Wednesday, 14 September 2016

Microsoft Windows PDF Library Information Disclosure Vulnerability - CVE-2016-3374 (MS16-115)

submit to reddit Vote on Hacker News Share
In the last year, as a personal research project, I started to look more into browsers and decided to fuzz some high-level targets, such as Edge and IE11, together with Steven Seeley (@steventseeley).

I have to admit that it is quite hard nowadays to approach this kind of research, especially with limited time and resources (just few virtual machines running at home…), but nevertheless it became an incredible learning experience.

Given our constraints, the fuzzing focus was to target other things than common targeted components, such as DOM, JavaScript and so on, so we decided to go for the PDF file format.

One of the interesting conditions that we found was the one that has just been patched by Microsoft and detailed in the MS16-115 security bulletin. The vulnerability is an out-of-bounds read which can lead to memory information disclosure.

The technical advisory can be found at Steven Seeley's web site: http://srcincite.io/advisories/src-2016-39/ .

References:

- Microsoft Security Bulletin MS16-115: https://technet.microsoft.com/library/security/MS16-115
- SRC-2016-39 : Microsoft Windows PDF Library PostScript Calculator Out-of-Bounds Read Information Disclosure Vulnerability: http://srcincite.io/advisories/src-2016-39/
- Microsoft Acknowledgments: https://technet.microsoft.com/library/security/mt674627.aspx

Friday, 20 May 2016

TrendMicro ScanMail for Microsoft Exchange (SMEX) predictable session token - CVE-2015-3326

submit to reddit Vote on Hacker News Share
It's time for another advisory (CVE-2015-3326), a simple one, for a vulnerability which can be found quickly and trivially. For those of you who just want to give a glance at the post, I suggest to directly watch the picture which says it all!

The following vulnerability was discovered on TrendMicro SMEX (ScanMail for Microsoft Exchange) 10 SP2 but it affects other versions as well.

While surfing the SMEX web administrative interface using a web proxy, I have noticed something in the HTTP request - the session token itself and its format, a number.

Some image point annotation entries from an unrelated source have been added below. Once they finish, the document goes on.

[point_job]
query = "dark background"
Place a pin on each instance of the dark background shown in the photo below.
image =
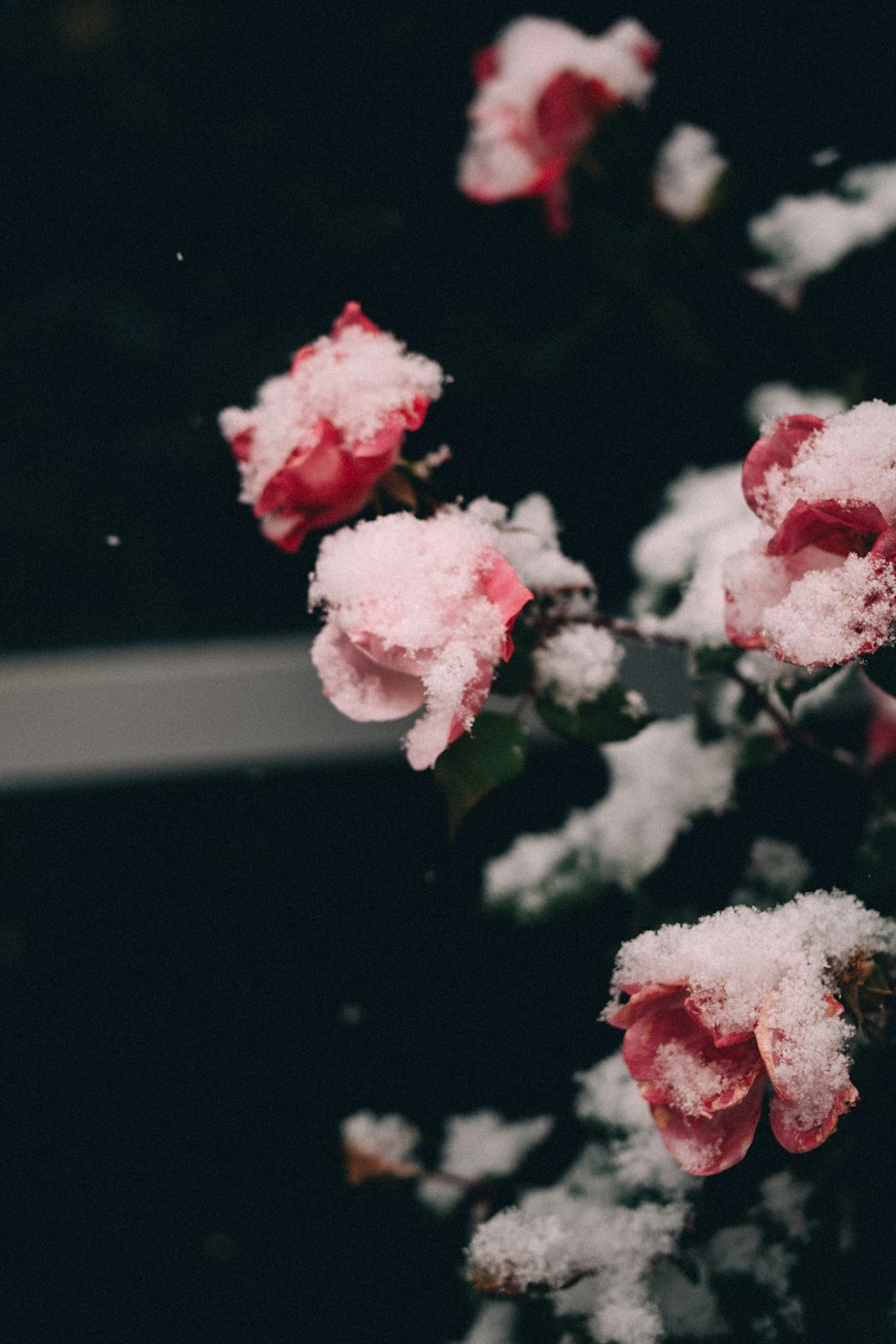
(179, 957)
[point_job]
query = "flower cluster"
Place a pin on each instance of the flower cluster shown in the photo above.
(743, 997)
(418, 613)
(543, 89)
(818, 586)
(320, 437)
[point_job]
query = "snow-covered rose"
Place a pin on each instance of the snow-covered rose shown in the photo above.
(320, 437)
(418, 615)
(543, 88)
(818, 586)
(743, 997)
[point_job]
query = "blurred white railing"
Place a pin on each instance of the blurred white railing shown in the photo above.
(131, 712)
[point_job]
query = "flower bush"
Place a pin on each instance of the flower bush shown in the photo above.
(772, 583)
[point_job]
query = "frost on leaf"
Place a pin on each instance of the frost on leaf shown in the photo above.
(595, 1236)
(659, 782)
(680, 558)
(807, 236)
(379, 1145)
(686, 172)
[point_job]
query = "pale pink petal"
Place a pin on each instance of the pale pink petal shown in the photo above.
(705, 1145)
(359, 687)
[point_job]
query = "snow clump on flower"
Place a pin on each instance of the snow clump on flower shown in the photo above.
(543, 88)
(743, 996)
(686, 172)
(771, 402)
(576, 664)
(418, 615)
(379, 1145)
(659, 782)
(680, 558)
(818, 585)
(320, 437)
(807, 236)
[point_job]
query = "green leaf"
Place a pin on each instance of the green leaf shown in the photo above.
(490, 754)
(514, 676)
(611, 718)
(707, 659)
(796, 682)
(882, 668)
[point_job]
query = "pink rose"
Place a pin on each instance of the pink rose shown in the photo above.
(820, 585)
(705, 1086)
(320, 437)
(543, 88)
(418, 615)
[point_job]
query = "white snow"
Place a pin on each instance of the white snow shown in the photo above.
(782, 962)
(686, 169)
(357, 381)
(807, 236)
(659, 782)
(705, 521)
(390, 1139)
(505, 150)
(576, 664)
(530, 540)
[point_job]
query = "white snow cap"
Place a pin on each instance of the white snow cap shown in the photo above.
(576, 664)
(688, 167)
(355, 379)
(852, 457)
(659, 782)
(390, 1139)
(705, 521)
(530, 538)
(503, 155)
(410, 621)
(783, 962)
(807, 236)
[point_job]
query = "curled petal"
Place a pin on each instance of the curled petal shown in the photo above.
(775, 449)
(358, 685)
(705, 1145)
(798, 1137)
(833, 526)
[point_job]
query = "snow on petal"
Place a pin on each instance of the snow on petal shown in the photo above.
(417, 613)
(320, 437)
(543, 88)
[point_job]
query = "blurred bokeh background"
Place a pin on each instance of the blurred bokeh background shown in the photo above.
(201, 978)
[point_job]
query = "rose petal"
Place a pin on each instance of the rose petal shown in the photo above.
(358, 685)
(839, 527)
(775, 449)
(799, 1139)
(705, 1145)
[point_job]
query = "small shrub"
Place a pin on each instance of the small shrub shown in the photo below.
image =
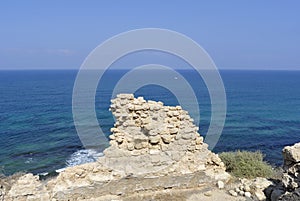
(245, 164)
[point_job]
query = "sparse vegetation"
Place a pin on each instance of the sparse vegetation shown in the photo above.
(245, 164)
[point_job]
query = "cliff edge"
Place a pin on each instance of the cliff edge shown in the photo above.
(153, 148)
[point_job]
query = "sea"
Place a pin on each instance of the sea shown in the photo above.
(38, 135)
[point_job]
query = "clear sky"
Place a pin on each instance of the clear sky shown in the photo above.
(237, 34)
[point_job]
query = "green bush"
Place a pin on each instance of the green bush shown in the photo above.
(245, 164)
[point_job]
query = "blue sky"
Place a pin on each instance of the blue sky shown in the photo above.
(237, 34)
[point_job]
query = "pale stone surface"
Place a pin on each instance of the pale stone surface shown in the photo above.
(221, 184)
(152, 148)
(252, 187)
(289, 187)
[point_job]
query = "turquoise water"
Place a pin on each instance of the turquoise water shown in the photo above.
(37, 132)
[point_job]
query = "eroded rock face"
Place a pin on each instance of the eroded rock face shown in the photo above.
(153, 147)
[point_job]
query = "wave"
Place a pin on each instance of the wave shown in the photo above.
(83, 156)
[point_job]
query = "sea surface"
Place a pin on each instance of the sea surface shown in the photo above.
(37, 132)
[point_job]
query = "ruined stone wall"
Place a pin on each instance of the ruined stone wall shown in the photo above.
(153, 148)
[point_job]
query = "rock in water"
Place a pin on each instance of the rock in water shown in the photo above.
(153, 147)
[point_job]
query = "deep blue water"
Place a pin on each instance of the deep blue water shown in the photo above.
(37, 132)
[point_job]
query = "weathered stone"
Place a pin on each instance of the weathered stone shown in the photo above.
(248, 194)
(233, 193)
(220, 184)
(166, 138)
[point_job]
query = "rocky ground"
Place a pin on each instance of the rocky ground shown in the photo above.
(155, 153)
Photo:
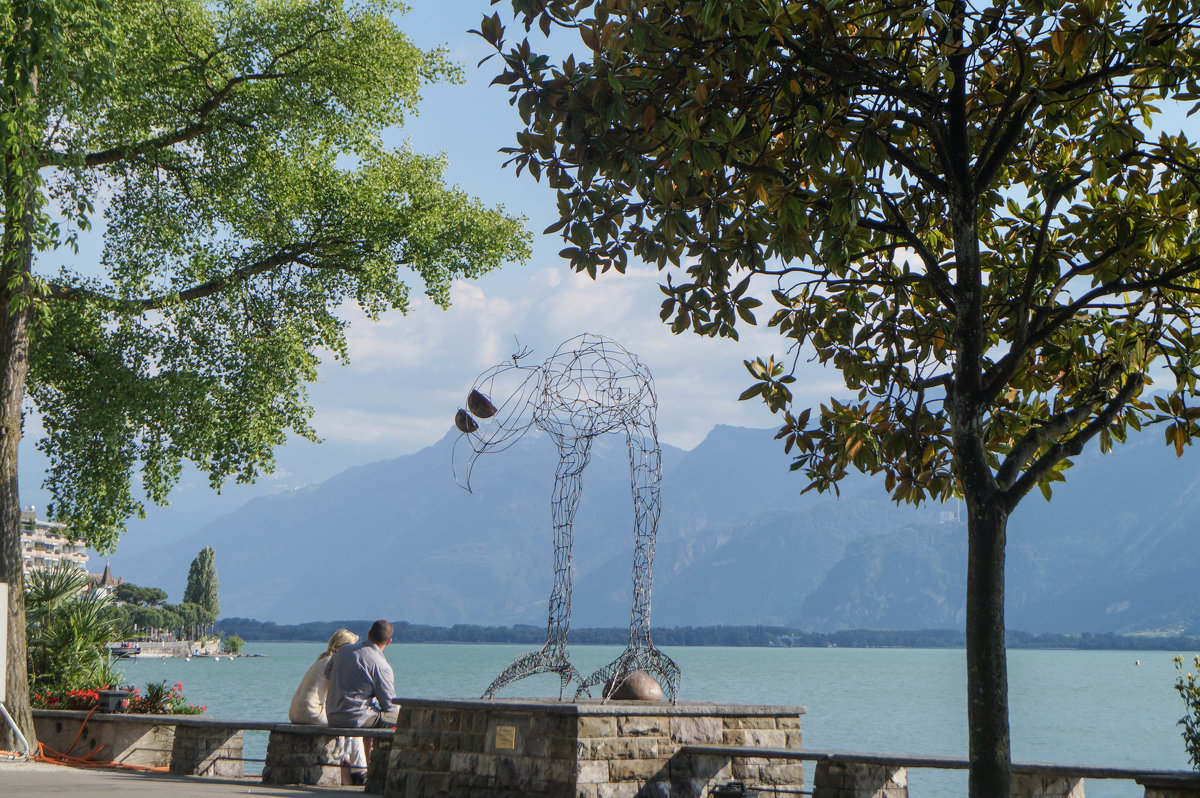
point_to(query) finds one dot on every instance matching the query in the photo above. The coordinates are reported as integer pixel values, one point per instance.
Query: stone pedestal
(303, 759)
(585, 749)
(859, 780)
(209, 750)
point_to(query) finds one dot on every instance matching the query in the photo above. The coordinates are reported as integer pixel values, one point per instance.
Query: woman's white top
(309, 702)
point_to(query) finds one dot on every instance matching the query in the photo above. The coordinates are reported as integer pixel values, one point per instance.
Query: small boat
(124, 651)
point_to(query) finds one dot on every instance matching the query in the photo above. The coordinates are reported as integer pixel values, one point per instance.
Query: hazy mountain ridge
(1115, 551)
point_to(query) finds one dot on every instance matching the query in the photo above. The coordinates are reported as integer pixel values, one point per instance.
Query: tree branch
(1075, 443)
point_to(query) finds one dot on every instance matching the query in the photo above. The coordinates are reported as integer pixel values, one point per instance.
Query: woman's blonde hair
(341, 637)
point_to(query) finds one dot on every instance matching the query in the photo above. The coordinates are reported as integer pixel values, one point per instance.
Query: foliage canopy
(231, 156)
(202, 582)
(961, 207)
(913, 186)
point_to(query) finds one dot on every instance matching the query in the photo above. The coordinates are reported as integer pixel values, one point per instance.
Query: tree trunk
(991, 769)
(16, 297)
(13, 367)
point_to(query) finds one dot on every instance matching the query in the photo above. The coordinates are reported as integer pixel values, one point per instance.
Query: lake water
(1073, 707)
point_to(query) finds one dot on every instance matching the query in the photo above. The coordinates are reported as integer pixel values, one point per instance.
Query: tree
(229, 155)
(138, 595)
(202, 582)
(958, 205)
(70, 629)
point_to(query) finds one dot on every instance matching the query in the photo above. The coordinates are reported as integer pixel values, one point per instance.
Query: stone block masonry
(583, 749)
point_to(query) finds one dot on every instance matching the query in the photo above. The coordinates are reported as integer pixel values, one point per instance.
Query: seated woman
(309, 706)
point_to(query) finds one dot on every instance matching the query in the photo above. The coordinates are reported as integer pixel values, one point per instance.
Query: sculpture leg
(552, 658)
(646, 473)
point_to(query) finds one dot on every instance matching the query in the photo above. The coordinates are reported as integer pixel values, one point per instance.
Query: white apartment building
(45, 544)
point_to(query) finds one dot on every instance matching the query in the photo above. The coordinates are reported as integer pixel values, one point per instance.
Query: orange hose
(71, 748)
(49, 756)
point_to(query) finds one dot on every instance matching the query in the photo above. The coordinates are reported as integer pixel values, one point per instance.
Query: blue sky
(407, 375)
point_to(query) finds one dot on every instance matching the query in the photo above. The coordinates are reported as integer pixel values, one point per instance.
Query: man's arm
(384, 684)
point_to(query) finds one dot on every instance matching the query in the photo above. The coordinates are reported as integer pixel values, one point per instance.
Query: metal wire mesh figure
(591, 385)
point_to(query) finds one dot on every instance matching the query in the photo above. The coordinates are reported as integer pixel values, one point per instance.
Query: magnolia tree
(961, 207)
(228, 153)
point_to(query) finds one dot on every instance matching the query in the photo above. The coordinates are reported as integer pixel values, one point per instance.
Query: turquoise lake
(1074, 707)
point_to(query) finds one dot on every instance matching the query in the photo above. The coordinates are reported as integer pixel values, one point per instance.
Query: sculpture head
(499, 409)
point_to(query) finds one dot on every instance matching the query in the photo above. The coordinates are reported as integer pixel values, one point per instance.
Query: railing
(195, 745)
(845, 774)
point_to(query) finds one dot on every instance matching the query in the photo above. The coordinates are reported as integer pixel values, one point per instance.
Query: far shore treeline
(319, 631)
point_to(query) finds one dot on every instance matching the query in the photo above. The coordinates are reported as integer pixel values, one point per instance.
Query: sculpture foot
(545, 660)
(639, 657)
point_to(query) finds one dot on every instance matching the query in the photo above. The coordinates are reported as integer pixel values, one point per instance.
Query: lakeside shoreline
(748, 636)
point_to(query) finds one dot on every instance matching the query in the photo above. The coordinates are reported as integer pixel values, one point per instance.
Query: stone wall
(583, 749)
(130, 739)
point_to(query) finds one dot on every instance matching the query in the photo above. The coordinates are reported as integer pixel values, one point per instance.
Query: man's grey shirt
(359, 675)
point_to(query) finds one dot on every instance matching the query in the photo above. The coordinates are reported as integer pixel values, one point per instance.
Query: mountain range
(738, 544)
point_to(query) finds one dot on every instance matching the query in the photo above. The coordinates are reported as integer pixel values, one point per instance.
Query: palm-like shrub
(67, 633)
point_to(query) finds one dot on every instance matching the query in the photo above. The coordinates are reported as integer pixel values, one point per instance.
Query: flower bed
(159, 700)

After observing a significant number of logins, the session token was always represented with an number composed of minimum 4 digits and maximum 5 digits, as shown in the screen shot below:

 

Although the observed session tokens were never generated sequentially, the lack of a cryptographically strong PRNG for the session identifier, allows a malicious user to trivially guess the token. This attack can be easily automated.

For example, in Burp proxy, the cool feature of Intruder combined with a "number" payload and even a single thread would suffice to guess a valid session token in a reasonable time.

By targeting a "protected" page of SMEX administrative interface as a baseline request for Intruder and by examining the HTTP response, it is possible to infer whether the session token is valid or not.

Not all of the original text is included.